B7-H3: Broad Prospects of Emerging Tumor Immunotherapy Targets

Recently, in the renowned academic journal Nature Medicine, the Kimmel Cancer Center at Johns Hopkins University published Phase 2 clinical results regarding enoblituzumab, a monoclonal antibody targeting B7-H3, for the treatment of prostate cancer. The results demonstrate that enoblituzumab can successfully induce the body's anti-cancer activity, showing favorable therapeutic efficacy and safety for patients with high-risk or very high-risk prostate cancer. B7-H3 is expressed in limited amounts in normal tissues but is highly expressed in various cancers, including prostate cancer cells. It is involved in the formation and development of the tumor microenvironment (TME) and plays an important role in regulating immune responses.
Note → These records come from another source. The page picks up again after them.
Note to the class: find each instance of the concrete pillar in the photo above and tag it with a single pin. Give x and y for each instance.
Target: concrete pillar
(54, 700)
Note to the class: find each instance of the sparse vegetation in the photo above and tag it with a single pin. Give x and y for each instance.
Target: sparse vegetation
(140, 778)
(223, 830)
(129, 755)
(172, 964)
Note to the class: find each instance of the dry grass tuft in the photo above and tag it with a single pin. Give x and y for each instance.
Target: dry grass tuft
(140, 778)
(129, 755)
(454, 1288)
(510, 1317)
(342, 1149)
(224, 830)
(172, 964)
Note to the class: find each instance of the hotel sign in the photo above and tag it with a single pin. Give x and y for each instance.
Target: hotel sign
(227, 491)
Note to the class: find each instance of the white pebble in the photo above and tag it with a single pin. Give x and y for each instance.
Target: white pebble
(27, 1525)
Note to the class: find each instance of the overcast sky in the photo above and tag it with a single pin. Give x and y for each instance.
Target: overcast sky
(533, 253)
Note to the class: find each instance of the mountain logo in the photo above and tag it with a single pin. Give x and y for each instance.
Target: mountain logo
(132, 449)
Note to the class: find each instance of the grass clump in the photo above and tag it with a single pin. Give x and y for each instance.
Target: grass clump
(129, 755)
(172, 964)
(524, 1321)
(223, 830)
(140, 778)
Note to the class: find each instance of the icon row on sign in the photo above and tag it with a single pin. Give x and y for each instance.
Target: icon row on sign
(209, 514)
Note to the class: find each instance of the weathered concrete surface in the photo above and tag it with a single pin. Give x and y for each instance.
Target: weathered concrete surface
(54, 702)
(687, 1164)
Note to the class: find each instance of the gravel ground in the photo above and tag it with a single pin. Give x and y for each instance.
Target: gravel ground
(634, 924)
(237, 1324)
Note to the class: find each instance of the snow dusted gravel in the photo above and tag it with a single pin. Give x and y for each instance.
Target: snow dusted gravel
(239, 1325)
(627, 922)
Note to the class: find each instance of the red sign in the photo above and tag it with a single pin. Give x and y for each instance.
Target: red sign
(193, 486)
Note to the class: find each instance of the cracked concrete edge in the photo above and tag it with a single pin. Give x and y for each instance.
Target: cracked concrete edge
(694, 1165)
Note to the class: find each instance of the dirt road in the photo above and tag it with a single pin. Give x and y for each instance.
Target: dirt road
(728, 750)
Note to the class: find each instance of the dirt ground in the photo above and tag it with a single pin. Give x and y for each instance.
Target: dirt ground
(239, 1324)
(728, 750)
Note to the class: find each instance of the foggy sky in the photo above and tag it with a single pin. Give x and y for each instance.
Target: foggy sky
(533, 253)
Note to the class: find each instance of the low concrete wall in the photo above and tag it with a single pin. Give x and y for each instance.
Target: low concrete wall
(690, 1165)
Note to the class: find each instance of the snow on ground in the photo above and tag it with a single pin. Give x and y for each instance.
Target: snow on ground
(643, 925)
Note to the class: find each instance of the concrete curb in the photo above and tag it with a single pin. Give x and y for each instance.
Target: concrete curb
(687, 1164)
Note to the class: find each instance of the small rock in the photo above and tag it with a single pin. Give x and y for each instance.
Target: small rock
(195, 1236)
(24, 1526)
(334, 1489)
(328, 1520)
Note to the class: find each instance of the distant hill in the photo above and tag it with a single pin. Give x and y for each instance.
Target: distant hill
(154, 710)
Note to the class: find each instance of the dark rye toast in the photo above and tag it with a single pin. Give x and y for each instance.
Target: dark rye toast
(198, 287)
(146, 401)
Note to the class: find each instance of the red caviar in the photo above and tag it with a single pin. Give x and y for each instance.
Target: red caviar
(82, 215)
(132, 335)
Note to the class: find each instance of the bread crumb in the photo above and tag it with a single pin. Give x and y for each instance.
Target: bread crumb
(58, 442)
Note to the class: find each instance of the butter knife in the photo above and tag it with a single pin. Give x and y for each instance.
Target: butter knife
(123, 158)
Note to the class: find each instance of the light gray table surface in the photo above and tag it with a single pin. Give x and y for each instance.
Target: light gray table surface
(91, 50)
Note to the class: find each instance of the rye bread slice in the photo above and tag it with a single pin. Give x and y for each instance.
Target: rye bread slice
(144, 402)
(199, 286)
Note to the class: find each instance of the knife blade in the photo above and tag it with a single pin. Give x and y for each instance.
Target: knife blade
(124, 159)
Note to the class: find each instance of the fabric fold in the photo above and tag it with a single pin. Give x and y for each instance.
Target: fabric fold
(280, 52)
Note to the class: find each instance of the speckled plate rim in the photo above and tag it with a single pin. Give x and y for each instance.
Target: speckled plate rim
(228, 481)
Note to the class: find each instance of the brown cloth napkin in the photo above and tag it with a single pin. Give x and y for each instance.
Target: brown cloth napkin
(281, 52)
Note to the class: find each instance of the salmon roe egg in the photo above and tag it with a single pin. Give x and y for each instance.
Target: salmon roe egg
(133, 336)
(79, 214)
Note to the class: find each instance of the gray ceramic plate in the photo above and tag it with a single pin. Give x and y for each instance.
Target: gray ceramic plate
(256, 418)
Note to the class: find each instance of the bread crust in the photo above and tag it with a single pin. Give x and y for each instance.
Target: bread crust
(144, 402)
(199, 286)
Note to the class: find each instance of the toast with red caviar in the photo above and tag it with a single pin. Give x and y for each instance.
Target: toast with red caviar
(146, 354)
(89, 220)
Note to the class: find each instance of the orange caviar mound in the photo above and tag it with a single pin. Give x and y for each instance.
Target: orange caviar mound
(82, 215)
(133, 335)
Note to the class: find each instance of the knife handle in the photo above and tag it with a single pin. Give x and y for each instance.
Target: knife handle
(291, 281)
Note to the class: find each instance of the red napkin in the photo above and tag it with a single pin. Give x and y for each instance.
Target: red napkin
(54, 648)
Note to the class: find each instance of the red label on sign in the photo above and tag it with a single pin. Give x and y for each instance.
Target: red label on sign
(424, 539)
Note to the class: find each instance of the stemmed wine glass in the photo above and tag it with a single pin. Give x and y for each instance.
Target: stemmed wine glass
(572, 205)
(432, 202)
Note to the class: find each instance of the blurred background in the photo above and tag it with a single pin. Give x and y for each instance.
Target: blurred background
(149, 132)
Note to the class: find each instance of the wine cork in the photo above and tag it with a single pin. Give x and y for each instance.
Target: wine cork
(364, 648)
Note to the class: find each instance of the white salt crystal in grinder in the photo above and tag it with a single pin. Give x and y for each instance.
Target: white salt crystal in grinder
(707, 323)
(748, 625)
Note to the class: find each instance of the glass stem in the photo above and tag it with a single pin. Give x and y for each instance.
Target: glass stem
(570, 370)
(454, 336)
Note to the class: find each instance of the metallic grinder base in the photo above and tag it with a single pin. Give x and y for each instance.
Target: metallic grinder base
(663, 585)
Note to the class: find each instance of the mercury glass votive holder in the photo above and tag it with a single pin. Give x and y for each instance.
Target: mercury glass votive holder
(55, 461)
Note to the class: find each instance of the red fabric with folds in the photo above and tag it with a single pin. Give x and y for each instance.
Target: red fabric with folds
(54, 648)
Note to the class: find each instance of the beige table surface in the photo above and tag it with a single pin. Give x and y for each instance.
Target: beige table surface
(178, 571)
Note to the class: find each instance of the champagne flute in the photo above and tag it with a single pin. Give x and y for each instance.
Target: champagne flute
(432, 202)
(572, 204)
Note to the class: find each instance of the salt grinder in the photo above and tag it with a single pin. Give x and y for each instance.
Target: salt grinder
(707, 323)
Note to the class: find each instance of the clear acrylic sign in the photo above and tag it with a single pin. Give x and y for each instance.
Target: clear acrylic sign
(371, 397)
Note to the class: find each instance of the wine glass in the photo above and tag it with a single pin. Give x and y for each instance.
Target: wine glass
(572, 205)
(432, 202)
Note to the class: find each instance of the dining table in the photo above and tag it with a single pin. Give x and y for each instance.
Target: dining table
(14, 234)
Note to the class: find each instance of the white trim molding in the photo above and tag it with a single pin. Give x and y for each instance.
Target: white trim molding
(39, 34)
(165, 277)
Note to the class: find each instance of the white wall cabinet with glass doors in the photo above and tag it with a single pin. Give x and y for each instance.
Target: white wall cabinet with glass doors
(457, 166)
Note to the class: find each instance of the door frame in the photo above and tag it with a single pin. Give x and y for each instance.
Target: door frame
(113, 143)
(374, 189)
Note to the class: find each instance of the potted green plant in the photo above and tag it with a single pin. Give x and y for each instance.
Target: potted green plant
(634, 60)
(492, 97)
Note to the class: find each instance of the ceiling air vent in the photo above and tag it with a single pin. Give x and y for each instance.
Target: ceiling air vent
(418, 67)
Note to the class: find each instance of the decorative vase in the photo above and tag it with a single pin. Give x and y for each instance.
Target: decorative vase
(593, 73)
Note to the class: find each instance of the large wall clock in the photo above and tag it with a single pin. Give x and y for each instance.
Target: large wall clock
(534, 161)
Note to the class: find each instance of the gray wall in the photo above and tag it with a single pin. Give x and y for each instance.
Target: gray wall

Researchers state that enoblituzumab, as a new treatment approach, primarily works by relieving the inhibition of the immune system's recognition and elimination of cancer cells by B7-H3. It triggers the physiological process of antibody-dependent cell cytotoxicity (ADCC), activating cytotoxic immune cells such as macrophages and natural killer cells to eliminate tumor cells. Through 30 months of follow-up monitoring, none of the 32 enrolled patients showed detectable prostate-specific antigen (PSA) levels 12 months after prostatectomy. The drug has been proven to be well-tolerated, with no reports of surgical delays or medical complications during or after surgery. Dr. Eugene Shenderov, the lead author of the study, stated that the use of B7-H3-targeted immunotherapy in prostate cancer is feasible and safe, with preliminary data showing potential clinical activity. The anti-cancer efficacy of enoblituzumab will be further evaluated in larger-scale clinical trials. Enoblituzumab may become the first antibody-based immunotherapy for the treatment of prostate cancer. [1]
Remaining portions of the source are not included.